И если вопрос о вмешательстве России во внешние европейские революционные дела (в частности, венгерские) только ставился, то уж во внутренних делах она разбиралась быстро, решительно, жестко, а чуть позднее — и жестоко. Против печати работали силы большие, чем цензура. Пропущенный цензурой и напечатанный некрасовский «Иллюстрированный альманах», который должен был стать годовой премией подписчикам, запретили и уничтожили: никто не знал — за что. Вообще репрессии и преследования разного толка часто становились не наказанием, но предупреждением, а сами наказания реально не соотносились с самим «преступлением», как то было с кружком петрашевцев. По делу пошли сам Буташевич-Петрашевский, Спешнее, Плещеев, Достоевский и другие. Некоторые из них как бы по давнему декабристскому завету — аристократы. Позднее Некрасов писал об этом деле:
Еще как пахнуло: приговор петрашевцам ведь тоже по декабрьской традиции был — смертная казнь, правда, отмененная в последний момент, уже после совершения всего предсмертного, вернее, предубийственного ритуала. Достаточно перечесть о том, что пережил один из приговоренных — Достоевский, — кажется, единственный в мире писатель, прошедший и через такой опыт, чтобы сразу понять, как террором пахнуло и почему поседели иные.

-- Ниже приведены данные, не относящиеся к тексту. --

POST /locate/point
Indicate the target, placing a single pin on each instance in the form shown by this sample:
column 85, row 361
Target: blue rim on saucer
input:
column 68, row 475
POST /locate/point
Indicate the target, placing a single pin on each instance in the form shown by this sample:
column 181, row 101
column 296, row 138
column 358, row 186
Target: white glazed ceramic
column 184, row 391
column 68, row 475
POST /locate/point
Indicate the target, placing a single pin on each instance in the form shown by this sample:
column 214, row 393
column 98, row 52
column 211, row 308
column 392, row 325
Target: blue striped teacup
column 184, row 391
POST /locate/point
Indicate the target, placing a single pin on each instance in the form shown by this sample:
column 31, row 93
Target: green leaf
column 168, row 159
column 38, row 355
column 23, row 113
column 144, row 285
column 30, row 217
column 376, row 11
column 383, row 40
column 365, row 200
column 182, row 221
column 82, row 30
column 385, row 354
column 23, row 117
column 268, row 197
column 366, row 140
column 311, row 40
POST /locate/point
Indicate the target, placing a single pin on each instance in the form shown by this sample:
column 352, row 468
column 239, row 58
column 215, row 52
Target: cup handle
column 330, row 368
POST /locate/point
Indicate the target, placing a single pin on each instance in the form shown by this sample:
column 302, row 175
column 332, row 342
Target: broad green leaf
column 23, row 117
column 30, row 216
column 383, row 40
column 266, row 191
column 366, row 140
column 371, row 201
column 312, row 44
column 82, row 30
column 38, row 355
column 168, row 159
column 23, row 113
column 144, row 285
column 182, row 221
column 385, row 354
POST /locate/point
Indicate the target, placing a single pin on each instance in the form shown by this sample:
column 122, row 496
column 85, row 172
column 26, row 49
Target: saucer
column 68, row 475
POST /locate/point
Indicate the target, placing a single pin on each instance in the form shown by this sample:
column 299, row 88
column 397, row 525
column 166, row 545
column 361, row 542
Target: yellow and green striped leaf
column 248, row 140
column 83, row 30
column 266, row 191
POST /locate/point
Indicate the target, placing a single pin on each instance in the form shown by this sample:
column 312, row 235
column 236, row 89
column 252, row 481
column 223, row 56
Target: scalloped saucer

А ведь чуть ли не основным обвинением в адрес того же Достоевского было всего лишь чтение письма Белинского Гоголю. Нетрудно представить, что было бы с автором письма или, вернее, чего бы с ним только не было, не умри он в мае 1848 года, как тогда говорили, вовремя. Да и с адресатом письма, пожалуй, тоже. Во всяком случае, когда Гоголь умер в 1852 году, очевидно, тоже «вовремя», то уже только за некролог на его смерть в достаточно консервативном органе такого достаточно умеренного писателя, как Тургенев, отправили в ссылку: правда, всего лишь в родовое имение, но все же на полтора года. Цензоры на всякий случай запрещали потом все подряд, да и не могли не запрещать: при попущениях их самих по царскому распоряжению отправляли на гауптвахту. Когда отнюдь не революционный П. Анненков приехал в октябре 1848 года в Петербург из-за границы, то был поражен резко изменившейся обстановкой: «Возникает царство грабежа и благонамеренности в размерах еще небывалых… Не довольно было и молчания. На счету полиции были и все те, которые молчали, а не пользовались мутной водой, которые не вмешивались ни во что и смотрели со стороны на происходящее. Их подстерегали, на каждом шагу предчувствуя врагов. Жить стало крайне трудно. Некоторые из нервных господ, вроде В. П. Боткина, почти что тронулись… трудно представить, как тогда жили люди. Люди жили словно притаившись».